In the movie, the American journalist Walker (Martin Sheen) calls in his story over the telephone, his voice taut and broken with emotion: “They walked, with heads up, without music, or cheering, or any hope of escape from injury or death.

“It went on and on and on. Women carried the wounded bodies from the ditch until they dropped from exhaustion. But still it went on.

“Whatever moral ascendance the West held was lost today. India is free ... for she has taken all that steel and cruelty can give, and she has neither cringed nor retreated.”

Then we come to our local politicians (you knew we would come to this sooner or later, didn’t you?). How many times have we seen a young, charismatic and idealistic young person full of promise join a political party and suddenly become – there’s no other word for it – stupid?

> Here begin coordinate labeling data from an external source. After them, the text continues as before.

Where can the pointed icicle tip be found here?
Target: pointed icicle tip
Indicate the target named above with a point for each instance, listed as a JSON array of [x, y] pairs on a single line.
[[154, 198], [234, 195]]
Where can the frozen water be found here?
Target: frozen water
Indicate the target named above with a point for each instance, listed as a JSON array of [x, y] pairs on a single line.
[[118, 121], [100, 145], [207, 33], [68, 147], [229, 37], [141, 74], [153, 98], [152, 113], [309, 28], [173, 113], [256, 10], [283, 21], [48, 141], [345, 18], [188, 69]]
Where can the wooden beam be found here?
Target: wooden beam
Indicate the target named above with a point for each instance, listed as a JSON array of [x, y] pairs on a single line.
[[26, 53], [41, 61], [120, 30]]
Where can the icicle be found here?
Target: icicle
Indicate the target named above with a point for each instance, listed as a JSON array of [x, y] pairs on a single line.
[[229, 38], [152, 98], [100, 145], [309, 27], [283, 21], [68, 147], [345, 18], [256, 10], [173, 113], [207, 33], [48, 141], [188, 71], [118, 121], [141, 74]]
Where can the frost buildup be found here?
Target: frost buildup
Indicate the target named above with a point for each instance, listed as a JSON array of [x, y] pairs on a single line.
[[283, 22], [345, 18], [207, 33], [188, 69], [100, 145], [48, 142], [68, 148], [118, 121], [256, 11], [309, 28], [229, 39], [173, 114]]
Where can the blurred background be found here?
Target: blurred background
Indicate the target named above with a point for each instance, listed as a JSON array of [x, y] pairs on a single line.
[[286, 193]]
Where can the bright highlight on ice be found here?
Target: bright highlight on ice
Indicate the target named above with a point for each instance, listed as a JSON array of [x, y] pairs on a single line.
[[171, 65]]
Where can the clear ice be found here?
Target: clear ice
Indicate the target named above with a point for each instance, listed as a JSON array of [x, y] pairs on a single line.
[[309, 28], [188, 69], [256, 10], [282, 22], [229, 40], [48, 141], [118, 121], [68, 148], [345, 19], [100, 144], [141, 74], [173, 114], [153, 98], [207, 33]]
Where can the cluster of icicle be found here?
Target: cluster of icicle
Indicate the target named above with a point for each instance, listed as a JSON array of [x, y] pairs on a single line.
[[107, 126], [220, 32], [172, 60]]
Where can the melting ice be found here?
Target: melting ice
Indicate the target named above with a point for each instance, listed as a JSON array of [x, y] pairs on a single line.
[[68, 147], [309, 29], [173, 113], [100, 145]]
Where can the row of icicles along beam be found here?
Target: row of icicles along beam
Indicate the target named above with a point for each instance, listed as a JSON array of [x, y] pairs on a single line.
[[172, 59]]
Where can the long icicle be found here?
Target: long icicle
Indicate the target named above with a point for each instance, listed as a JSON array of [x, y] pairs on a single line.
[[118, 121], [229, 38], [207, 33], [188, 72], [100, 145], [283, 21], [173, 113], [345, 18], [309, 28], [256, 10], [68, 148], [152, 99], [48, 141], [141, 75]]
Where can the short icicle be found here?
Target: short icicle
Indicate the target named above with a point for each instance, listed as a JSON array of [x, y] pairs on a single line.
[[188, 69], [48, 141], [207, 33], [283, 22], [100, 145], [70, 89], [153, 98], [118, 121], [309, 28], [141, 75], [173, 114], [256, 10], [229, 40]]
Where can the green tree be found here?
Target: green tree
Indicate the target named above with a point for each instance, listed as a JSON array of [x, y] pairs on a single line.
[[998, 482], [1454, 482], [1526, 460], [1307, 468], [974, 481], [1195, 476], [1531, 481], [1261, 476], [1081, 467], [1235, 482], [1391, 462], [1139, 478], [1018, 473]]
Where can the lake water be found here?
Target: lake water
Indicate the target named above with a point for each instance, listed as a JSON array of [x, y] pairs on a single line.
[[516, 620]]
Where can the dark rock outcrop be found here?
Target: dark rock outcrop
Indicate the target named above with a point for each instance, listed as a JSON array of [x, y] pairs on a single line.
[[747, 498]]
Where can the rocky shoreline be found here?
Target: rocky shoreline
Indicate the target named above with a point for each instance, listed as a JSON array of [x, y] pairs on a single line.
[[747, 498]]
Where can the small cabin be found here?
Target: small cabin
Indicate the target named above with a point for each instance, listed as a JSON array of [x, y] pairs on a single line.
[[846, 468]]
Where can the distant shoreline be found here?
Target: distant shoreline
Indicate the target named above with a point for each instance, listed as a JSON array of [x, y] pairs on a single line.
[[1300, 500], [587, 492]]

Sure, I know all about playing to the gallery and toeing the party line. I accept none of it as an excuse.

Man is a social animal, true. We need our families, clans, tribes, communities, societies, condominium management committees, and autonomous collectives (despite the violence inherent in the system, as those chaps in Monty Python would tell you).

One’s a person, two’s company, three’s a crowd, four has a certain symmetry, and anything above is a mob. And as the Greek philosopher Diogenes said, the mob is the mother of tyrants.

He was being kind. John Dryden, the 17th century English poet and playwright, said it even better: “A mob is the scum that rises upmost when the nation boils.”

So what can I say? Being in a group is nice, but maintain your individuality. After all, it is what makes you, well, you.